It slowly began in the 1970s with the creation of new churches and the renewal of old ones. New Grace Center got its start in 1975. At the time, immigrant churches remained isolated from the city, and growth was painfully slow. In 1977, Puerto Rican Rubén Díaz Sr., now a state senator, became pastor of Seward Avenue Church of God (Cleveland). Through this period, Manhattan's evangelicals could count on one hand the number of vital churches, such as First Christian Missionary Alliance, the charismatic One Flock, or the venerable Calvary Baptist.

Starting in the mid-1980s and 1990s, both church startups and church renewals accelerated. Church leaders discovered each other through networking, big events, Communion services, and racial reconciliation meetings. Housing construction, food kitchens, and arts ministries started. The New York Arts Group, a fellowship of Christian artists, started to take off in the 1980s.
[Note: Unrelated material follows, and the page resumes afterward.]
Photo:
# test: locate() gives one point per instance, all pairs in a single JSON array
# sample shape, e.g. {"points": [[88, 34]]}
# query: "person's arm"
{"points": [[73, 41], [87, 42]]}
Beginning in 1982 on a card table in front of a Chinatown bookstore, Chinese Christian Herald Crusade started its international holistic ministry. Here's Life Inner City, a key group for evangelical networking, started in 1983. In 1985, Nehemiah Corporation began to build new homes and Robert Johansson's Evangel Christian School embarked on a journey to become a full-fledged K-12 institution.

In 1988, Campus Crusade in New York connected a group of urban professionals with pastor Timothy Keller. They formed the core of Redeemer Presbyterian Church. It started services in 1989 and today is one of Manhattan's most vital congregations.

During the 1990s, evangelicals achieved milestone after milestone of growth. On September 22, 1991, 250,000 people gathered to hear Billy Graham in Central Park. That event was the largest single gathering of all Graham crusades in North America.

In 1996, Promise Keepers filled Shea Stadium in Queens and introduced New Yorkers to A. R. Bernard, the founder and leader of the Christian Cultural Center in Brooklyn. One year later, researchers at Columbia University found that more than 50 percent of churches had experienced growth in attendance year over year.

In September 1999, The King's College, a bankrupt evangelical school, was relaunched with 17 undergraduates on the 15th floor of the Empire State Building as a part of Campus Crusade for Christ. This fall, enrollment topped 250. Within the last five years, Nyack College's city-campus enrollment has tripled. Also in 1999, Joseph Mattera, pastor of Brooklyn's Resurrection Church, birthed the City Covenant Coalition, an advocacy and networking organization. This year, its 500 associated churches are developing a broader, pro-family agenda.

In 2001, Keller's Redeemer Presbyterian started a church-planting center that has helped create more than 100 new churches in New York and elsewhere. In 2004 Johansson created the Evangelical Christian School Movement. There are now more than 100 Christian schools and 100 Bible institutes in the city.

According to the Columbia University survey, Christians were at one point in the late 1990s opening one new church every three weeks in the South Bronx. In Brooklyn, one four-block area in the Bushwick neighborhood saw an increase from two churches to twelve churches in less than 15 years. In Manhattan, you can stumble onto a pocket-sized cathedral built by Guyanese immigrants. Nearby, six storefront churches face each other within one block. These churches are straining to keep up with the new members.